If you're building a two-sided marketplace, you'll spend a lot of time talking about GMV. Investors will ask about it. You'll track it. You'll celebrate milestones around it. But GMV is not revenue, and treating it like revenue is a modeling error that will catch up with you.
What GMV is
Gross Merchandise Value (GMV) is the total dollar value of transactions processed through your marketplace. If 1,000 buyers each spend $100 on your platform in a month, your GMV is $100,000. That's the total economic activity your marketplace facilitated.
Revenue is what you keep. If you charge a 15% take rate on every transaction, your revenue from that same $100,000 in GMV is $15,000. That's the money that actually flows to your business.
Why the distinction matters
GMV is a useful metric for understanding the scale and health of your marketplace. It tells you how much economic activity you're enabling, which is a proxy for the value you're creating for buyers and sellers. High GMV growth is a strong signal that your marketplace is working.
But GMV is not what pays your engineers or your AWS bill. Revenue does.
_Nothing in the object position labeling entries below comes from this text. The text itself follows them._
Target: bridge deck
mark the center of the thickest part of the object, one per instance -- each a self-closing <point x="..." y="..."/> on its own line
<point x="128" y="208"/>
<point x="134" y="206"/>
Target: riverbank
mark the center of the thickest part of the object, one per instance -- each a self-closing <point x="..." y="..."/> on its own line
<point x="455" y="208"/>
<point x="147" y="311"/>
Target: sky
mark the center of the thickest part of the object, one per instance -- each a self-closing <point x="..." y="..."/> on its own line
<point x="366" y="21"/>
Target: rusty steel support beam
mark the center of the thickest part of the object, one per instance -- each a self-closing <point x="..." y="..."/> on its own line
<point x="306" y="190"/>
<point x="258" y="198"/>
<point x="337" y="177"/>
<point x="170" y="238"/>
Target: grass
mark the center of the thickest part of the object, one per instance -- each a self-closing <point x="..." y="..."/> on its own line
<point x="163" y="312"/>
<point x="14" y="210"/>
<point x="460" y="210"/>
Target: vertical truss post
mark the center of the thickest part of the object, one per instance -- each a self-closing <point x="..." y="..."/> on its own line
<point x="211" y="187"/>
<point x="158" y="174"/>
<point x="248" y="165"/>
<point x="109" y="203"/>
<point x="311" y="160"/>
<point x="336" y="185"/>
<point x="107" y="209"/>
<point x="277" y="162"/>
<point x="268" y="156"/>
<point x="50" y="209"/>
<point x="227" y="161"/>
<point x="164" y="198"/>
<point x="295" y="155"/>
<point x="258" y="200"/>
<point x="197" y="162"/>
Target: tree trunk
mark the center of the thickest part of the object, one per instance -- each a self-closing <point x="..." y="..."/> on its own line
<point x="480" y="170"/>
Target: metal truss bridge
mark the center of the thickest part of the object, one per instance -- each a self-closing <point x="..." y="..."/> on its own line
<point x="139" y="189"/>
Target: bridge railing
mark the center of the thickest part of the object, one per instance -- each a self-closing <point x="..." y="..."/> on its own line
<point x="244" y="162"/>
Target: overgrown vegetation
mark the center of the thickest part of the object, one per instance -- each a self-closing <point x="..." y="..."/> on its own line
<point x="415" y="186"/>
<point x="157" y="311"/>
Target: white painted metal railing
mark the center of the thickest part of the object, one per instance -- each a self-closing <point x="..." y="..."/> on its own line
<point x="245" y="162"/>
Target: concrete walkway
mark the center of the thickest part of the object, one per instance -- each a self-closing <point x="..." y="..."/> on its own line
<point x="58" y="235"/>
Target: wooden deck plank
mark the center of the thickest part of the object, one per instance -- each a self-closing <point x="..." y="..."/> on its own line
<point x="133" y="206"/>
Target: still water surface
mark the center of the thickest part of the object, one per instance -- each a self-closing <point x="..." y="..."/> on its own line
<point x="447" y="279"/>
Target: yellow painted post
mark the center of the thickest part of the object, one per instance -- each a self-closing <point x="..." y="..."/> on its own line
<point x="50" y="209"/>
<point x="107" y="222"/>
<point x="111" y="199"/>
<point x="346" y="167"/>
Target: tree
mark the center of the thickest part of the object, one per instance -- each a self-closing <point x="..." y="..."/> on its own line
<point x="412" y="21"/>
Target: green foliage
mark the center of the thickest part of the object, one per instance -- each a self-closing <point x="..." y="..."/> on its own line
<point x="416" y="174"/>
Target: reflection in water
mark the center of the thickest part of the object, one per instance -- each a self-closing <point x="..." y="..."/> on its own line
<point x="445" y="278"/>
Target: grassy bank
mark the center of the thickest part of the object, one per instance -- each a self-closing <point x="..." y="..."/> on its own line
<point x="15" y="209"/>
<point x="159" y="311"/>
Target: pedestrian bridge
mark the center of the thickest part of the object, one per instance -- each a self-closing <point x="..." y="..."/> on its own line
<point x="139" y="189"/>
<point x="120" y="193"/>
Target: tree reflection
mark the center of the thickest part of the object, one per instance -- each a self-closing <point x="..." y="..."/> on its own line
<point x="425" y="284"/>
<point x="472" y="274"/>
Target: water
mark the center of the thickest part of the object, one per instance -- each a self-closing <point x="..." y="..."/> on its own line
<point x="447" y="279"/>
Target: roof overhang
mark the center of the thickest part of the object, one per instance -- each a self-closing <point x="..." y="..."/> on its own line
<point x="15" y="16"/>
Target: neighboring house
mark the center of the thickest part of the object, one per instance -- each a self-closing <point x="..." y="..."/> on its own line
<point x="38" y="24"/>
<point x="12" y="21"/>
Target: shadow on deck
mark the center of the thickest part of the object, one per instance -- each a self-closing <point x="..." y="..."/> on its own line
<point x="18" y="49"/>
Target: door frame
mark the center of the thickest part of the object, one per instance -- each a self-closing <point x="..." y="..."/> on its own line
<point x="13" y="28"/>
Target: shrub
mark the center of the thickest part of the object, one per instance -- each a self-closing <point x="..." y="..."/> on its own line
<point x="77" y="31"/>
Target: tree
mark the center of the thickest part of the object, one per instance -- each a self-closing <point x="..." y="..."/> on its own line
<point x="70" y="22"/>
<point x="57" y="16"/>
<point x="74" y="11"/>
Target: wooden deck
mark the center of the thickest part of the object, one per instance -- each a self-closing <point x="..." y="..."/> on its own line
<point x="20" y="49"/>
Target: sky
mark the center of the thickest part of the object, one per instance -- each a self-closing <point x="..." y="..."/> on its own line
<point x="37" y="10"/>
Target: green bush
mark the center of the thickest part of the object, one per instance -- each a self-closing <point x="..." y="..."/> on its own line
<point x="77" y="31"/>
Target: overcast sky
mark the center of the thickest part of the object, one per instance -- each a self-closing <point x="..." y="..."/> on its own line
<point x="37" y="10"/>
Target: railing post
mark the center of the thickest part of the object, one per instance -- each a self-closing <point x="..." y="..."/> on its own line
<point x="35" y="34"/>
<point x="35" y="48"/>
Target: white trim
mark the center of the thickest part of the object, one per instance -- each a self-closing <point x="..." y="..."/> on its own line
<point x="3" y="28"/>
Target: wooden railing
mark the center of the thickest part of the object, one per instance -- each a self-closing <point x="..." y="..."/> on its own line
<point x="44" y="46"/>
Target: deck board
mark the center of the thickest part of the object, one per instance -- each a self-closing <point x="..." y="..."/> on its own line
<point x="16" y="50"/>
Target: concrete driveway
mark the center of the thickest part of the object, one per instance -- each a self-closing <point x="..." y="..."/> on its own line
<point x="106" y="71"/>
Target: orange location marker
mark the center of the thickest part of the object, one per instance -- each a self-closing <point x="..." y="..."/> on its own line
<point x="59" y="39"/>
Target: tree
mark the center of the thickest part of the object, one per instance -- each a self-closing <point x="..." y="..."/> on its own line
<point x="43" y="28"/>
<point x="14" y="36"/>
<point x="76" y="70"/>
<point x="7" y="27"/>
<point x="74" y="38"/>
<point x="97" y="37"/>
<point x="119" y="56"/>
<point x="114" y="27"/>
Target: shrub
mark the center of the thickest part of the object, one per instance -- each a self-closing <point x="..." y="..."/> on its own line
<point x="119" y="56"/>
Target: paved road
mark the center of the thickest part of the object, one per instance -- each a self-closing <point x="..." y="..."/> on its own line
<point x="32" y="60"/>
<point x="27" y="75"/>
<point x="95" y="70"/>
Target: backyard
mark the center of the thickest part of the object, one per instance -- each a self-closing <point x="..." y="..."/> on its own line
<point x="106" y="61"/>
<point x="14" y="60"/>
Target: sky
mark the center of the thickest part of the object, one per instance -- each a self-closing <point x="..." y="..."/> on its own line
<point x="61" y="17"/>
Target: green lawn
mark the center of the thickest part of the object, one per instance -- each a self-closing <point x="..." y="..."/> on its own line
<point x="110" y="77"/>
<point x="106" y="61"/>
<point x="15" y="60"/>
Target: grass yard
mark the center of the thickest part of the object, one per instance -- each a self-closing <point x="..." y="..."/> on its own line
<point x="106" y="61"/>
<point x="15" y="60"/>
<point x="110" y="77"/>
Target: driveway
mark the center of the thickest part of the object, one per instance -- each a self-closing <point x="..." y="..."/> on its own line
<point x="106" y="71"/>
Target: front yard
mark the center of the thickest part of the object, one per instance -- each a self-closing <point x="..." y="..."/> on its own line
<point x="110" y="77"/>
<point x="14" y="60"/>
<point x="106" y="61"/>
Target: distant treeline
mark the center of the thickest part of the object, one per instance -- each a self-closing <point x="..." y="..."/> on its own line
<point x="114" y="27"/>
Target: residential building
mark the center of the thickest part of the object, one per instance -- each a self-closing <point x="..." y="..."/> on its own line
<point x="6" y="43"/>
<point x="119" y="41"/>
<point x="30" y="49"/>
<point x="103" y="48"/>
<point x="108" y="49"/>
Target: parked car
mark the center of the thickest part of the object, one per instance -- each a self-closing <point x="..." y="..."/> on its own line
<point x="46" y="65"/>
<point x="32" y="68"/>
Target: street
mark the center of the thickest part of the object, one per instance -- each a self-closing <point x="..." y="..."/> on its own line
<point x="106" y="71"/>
When you're modeling your business — setting hiring plans, calculating runway, projecting profitability — you need to work from revenue, not GMV.
The confusion between the two is common enough that investors will specifically ask about your take rate and how it's trending. A marketplace with $10M in GMV and a 5% take rate has $500,000 in revenue. A marketplace with $2M in GMV and a 25% take rate has $500,000 in revenue too. The unit economics are completely different, even though the revenue is identical.
Take rate mechanics
Your take rate is the percentage of each transaction you keep. Most marketplaces charge either the buyer, the seller, or both. Common structures include a seller-side fee, a buyer-side fee, or a split fee where both sides pay a smaller percentage.
Your take rate is one of the most important levers in your business model. Too high and sellers will find alternatives. Too low and you'll struggle to reach profitability. Most mature marketplaces operate in the 10–30% range, though this varies significantly by category.
Modeling it correctly
In Horizon's Marketplace model, you set your take rate as a percentage and the model applies it to your GMV projections to calculate revenue automatically. This means your income statement, burn rate, and profitability projections all flow from realistic revenue numbers — not inflated GMV figures.
When you're presenting to investors, know both numbers cold. GMV shows traction. Revenue shows business model viability. You need both to tell a complete story.